Soitenly
Moronika
The community forum of ThreeStooges.net

Three Stooges shorts coming to Blu-ray this summer

0 Members and 2 Guests are viewing this topic.

Offline NoahYoung

I was introduced to them on WPIX Channel 11 in NYC.

I have a lot in Super 8, and a handful in 16mm. I've posted a list elsewhere on here, but haven't updated it in a while. None of my 16mm prints are missing anything. Some "unedited" Super 8 prints from Columbia were edited due to Screen Gems prints being the source. You'll only know something is missing if you know the short well.

The comedy does transcend most issues, except if the print was edited for violence, which WPIX did, and not elegantly at all.

I'be mentioned before that HD may show more detail than we are supposed to see. I caught an episode of BATMAN on MeTV recently, and you could see the difference in tone on The Penguins nose compared to the rest of his face. It was so obvious it was a prosthetic nose. They also did something with the frame rate that made it look lke it was shot on video-tape. I don't know if the blu-rays of the show are like this, and I have those "smoothing" settings off on my TV. People call it the "soap opera effect," a term I don't like since many TV shows other than soap operas were shot on video tape in the 70s, 80s and 90s -- ALL IN THE FAMILY, THE JEFFERSONS, GOOD TIMES, MARRIED WITH CHILDREN, etc.

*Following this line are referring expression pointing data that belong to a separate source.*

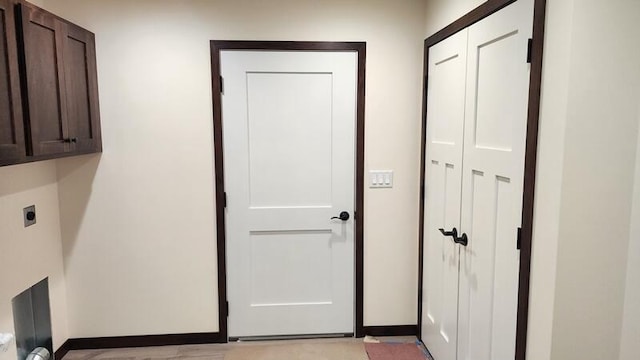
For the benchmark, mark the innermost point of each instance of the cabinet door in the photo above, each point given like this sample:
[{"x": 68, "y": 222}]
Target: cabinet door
[
  {"x": 43, "y": 36},
  {"x": 82, "y": 89},
  {"x": 12, "y": 148}
]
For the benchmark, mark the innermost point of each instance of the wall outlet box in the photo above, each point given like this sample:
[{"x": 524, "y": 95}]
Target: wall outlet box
[
  {"x": 29, "y": 215},
  {"x": 380, "y": 179},
  {"x": 5, "y": 342}
]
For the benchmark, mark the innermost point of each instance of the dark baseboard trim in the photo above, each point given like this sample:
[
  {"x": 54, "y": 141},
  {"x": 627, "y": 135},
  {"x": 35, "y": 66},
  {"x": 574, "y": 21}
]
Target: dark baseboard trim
[
  {"x": 139, "y": 341},
  {"x": 62, "y": 351},
  {"x": 392, "y": 330}
]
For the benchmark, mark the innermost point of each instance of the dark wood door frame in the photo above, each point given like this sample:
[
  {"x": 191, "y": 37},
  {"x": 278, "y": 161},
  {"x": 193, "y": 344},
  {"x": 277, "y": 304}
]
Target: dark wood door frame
[
  {"x": 479, "y": 13},
  {"x": 360, "y": 49}
]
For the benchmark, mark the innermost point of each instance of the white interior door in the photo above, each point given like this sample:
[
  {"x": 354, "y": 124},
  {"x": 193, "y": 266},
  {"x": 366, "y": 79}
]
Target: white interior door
[
  {"x": 443, "y": 177},
  {"x": 493, "y": 173},
  {"x": 289, "y": 145}
]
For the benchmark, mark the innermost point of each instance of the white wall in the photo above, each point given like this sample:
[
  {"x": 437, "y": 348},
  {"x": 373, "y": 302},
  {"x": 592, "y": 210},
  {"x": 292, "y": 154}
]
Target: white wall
[
  {"x": 441, "y": 13},
  {"x": 598, "y": 175},
  {"x": 28, "y": 255},
  {"x": 630, "y": 339},
  {"x": 138, "y": 221}
]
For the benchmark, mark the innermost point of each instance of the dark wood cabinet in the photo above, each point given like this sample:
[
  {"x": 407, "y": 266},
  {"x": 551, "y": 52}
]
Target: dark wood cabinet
[
  {"x": 82, "y": 90},
  {"x": 59, "y": 86},
  {"x": 12, "y": 146},
  {"x": 48, "y": 86}
]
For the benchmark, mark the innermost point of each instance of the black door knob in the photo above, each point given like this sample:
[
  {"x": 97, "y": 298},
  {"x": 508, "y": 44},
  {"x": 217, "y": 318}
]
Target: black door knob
[
  {"x": 344, "y": 216},
  {"x": 462, "y": 240}
]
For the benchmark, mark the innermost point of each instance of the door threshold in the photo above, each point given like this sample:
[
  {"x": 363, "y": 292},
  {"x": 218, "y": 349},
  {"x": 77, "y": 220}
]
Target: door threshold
[{"x": 289, "y": 337}]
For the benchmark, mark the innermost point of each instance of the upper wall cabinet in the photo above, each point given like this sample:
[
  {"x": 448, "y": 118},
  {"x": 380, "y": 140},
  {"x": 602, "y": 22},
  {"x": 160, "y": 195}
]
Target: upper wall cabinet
[
  {"x": 59, "y": 85},
  {"x": 48, "y": 86},
  {"x": 12, "y": 146}
]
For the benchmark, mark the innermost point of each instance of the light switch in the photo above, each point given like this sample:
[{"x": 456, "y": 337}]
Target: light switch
[{"x": 381, "y": 179}]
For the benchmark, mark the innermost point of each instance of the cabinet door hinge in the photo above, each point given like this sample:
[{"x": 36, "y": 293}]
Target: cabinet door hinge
[{"x": 519, "y": 240}]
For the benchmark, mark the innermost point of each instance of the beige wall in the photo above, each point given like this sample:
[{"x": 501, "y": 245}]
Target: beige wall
[
  {"x": 137, "y": 221},
  {"x": 630, "y": 340},
  {"x": 28, "y": 255}
]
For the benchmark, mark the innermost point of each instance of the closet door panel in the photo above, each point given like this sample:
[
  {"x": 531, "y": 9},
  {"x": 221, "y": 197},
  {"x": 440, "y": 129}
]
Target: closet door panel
[
  {"x": 443, "y": 174},
  {"x": 493, "y": 173}
]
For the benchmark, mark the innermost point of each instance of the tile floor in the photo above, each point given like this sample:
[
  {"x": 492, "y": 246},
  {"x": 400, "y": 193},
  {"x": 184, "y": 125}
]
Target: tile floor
[{"x": 209, "y": 351}]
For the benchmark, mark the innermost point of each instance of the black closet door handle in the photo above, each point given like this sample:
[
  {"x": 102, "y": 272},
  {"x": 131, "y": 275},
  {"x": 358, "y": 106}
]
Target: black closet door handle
[{"x": 463, "y": 240}]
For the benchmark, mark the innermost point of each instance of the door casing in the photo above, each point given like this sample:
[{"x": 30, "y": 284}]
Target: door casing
[
  {"x": 537, "y": 45},
  {"x": 220, "y": 200}
]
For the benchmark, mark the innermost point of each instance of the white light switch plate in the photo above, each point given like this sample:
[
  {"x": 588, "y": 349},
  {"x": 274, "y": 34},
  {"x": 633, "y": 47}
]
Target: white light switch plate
[{"x": 380, "y": 179}]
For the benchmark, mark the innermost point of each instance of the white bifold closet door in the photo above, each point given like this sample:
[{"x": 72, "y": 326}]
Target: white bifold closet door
[{"x": 470, "y": 302}]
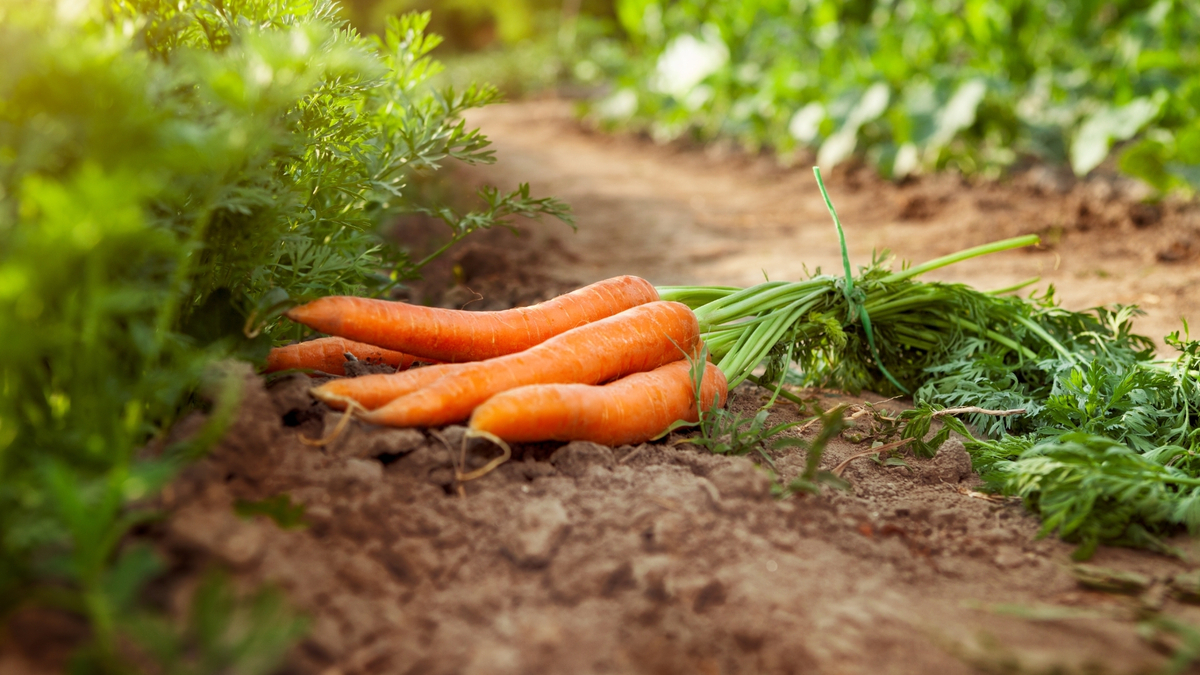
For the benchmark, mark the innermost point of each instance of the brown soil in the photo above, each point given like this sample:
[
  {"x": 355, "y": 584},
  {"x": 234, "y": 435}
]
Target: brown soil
[{"x": 581, "y": 559}]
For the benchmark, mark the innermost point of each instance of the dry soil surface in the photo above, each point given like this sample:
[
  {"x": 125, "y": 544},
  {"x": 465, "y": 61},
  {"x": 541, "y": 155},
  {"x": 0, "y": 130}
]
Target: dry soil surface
[{"x": 659, "y": 559}]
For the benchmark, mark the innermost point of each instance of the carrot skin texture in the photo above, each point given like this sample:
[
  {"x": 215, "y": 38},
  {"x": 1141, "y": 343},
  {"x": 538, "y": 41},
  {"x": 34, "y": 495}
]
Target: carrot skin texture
[
  {"x": 377, "y": 390},
  {"x": 631, "y": 410},
  {"x": 636, "y": 340},
  {"x": 455, "y": 335},
  {"x": 328, "y": 354}
]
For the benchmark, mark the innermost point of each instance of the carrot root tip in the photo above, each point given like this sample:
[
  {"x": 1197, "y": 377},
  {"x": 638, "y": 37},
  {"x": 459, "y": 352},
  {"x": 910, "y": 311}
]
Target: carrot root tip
[
  {"x": 490, "y": 466},
  {"x": 352, "y": 408}
]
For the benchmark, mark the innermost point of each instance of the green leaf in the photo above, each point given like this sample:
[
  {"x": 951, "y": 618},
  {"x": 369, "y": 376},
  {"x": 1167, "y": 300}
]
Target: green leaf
[{"x": 1101, "y": 129}]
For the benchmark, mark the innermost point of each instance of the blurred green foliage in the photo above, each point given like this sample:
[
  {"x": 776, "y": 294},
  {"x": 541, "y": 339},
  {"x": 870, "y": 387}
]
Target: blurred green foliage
[
  {"x": 167, "y": 169},
  {"x": 975, "y": 85}
]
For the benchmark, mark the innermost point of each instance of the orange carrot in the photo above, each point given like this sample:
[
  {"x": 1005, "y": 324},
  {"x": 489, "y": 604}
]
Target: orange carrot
[
  {"x": 636, "y": 340},
  {"x": 328, "y": 354},
  {"x": 630, "y": 410},
  {"x": 456, "y": 335},
  {"x": 376, "y": 390}
]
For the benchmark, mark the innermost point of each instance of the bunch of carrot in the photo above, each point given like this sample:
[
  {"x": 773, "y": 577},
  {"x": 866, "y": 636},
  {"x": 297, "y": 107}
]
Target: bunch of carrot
[{"x": 609, "y": 363}]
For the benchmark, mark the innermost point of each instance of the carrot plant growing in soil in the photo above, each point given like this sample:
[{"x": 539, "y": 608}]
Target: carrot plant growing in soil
[
  {"x": 1104, "y": 447},
  {"x": 975, "y": 87},
  {"x": 167, "y": 172}
]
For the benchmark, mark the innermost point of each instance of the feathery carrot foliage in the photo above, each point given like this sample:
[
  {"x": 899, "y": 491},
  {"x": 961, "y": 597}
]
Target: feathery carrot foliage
[{"x": 166, "y": 169}]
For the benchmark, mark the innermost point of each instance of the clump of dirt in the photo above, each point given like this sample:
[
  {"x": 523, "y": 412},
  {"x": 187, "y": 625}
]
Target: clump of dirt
[{"x": 663, "y": 557}]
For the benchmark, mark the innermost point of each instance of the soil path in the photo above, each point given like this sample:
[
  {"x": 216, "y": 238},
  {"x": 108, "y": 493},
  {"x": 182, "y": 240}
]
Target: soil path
[
  {"x": 663, "y": 559},
  {"x": 709, "y": 216}
]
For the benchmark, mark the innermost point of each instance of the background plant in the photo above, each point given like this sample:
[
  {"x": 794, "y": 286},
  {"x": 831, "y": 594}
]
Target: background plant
[
  {"x": 166, "y": 169},
  {"x": 975, "y": 85}
]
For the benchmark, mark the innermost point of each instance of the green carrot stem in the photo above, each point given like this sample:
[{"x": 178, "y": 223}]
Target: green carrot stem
[
  {"x": 994, "y": 248},
  {"x": 1015, "y": 287},
  {"x": 841, "y": 233}
]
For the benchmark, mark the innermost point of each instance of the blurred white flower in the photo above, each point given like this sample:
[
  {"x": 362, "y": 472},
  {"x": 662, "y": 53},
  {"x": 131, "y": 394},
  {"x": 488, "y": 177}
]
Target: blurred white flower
[
  {"x": 688, "y": 60},
  {"x": 805, "y": 124}
]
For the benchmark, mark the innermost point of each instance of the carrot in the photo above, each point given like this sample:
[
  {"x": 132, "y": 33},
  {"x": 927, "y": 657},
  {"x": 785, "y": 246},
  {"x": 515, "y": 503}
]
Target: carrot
[
  {"x": 375, "y": 390},
  {"x": 456, "y": 335},
  {"x": 630, "y": 410},
  {"x": 328, "y": 354},
  {"x": 635, "y": 340}
]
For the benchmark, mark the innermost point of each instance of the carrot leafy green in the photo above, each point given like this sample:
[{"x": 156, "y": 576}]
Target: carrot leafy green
[{"x": 1105, "y": 448}]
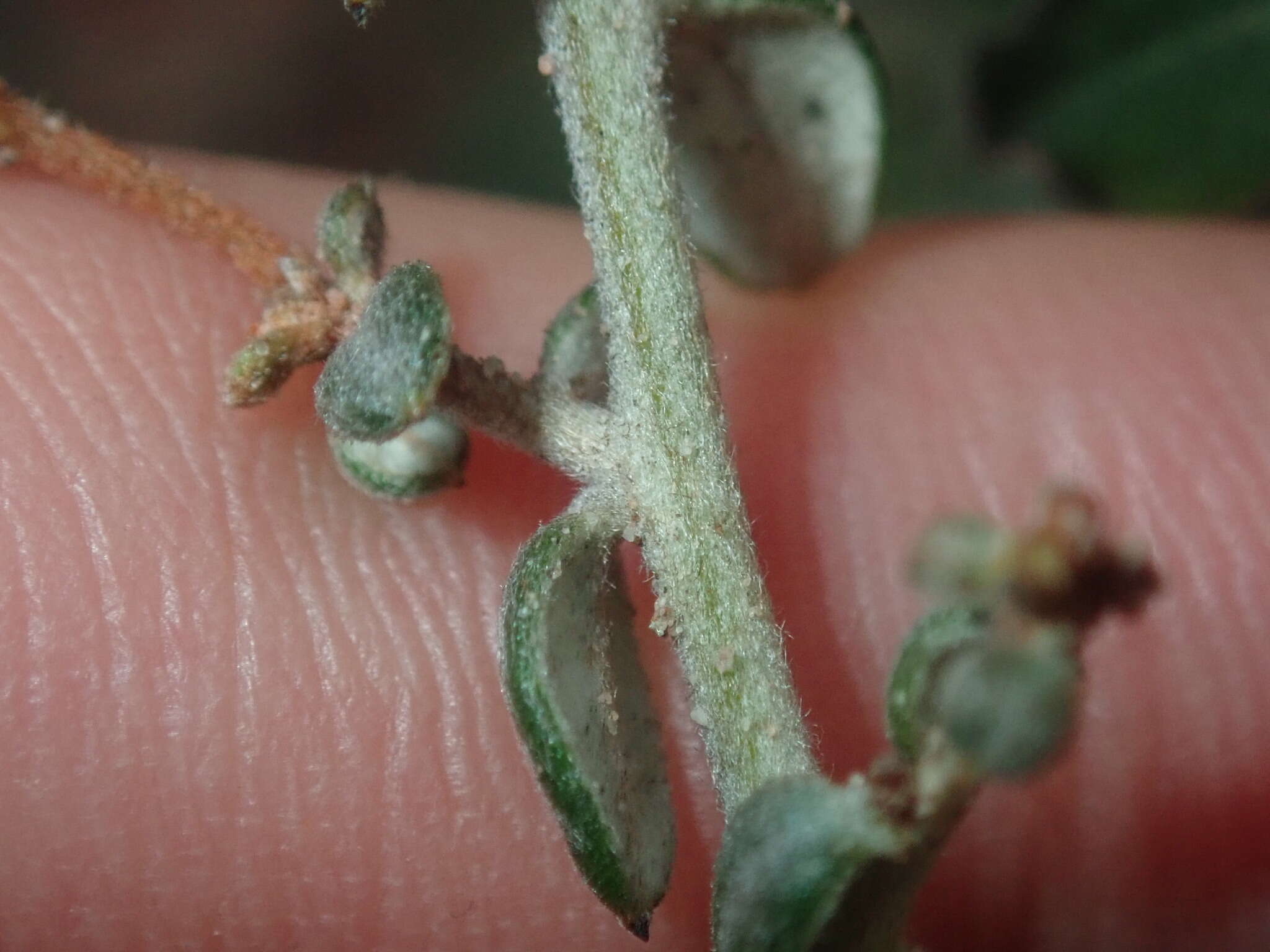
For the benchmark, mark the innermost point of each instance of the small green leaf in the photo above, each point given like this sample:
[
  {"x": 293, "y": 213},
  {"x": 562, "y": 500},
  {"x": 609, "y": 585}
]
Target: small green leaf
[
  {"x": 575, "y": 350},
  {"x": 926, "y": 649},
  {"x": 582, "y": 705},
  {"x": 958, "y": 558},
  {"x": 429, "y": 456},
  {"x": 778, "y": 127},
  {"x": 351, "y": 238},
  {"x": 789, "y": 857},
  {"x": 1009, "y": 707},
  {"x": 259, "y": 367},
  {"x": 385, "y": 376}
]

If people want HD to look like they are in the theater watching a 35mm film, then they should go: camera neg ->inter positive ->dupe neg->print and scan that so unintended details won't show up. People are so caught up in "what the film makers" intended, and they didn't intend you to see an earlier generation film than the 4th. IMO, 480p (DVD) is perfect to hide enough details while still using a camera neg as the source. And for TV shows, sometimes 16mm prints were broadcast first-run for local affiliates of the networks who didn't have a direct line to get a feed, and thus needed 16mm prints for their own film-chain for broadcast.
Burt Lancaster was too short!
- The Birdman of Alcatraz


Offline Larrys#1

I’m surprised by the lack of reviews of this set, especially at blu-ray.com. But you guys can rest assured that these shorts are in best quality in this set. The scans appear to be the same as the DVDs, with a few shorts being fixed due to some minor issues on the DVDs (see my previous post for those differences which I noted).

Bit rate seems rather low on these discs, with the average bit rate remaining at the teens, but that doesn’t affect the quality of how these look. They were transferred very well. In fact, these look exceptionally well especially on my big 4K TV, so I’m wondering if these were remastered in 4K. Either way, I can’t imagine these looking any better. Even a 4K copy wouldn’t do much improvement because these blu-ray discs look so good already.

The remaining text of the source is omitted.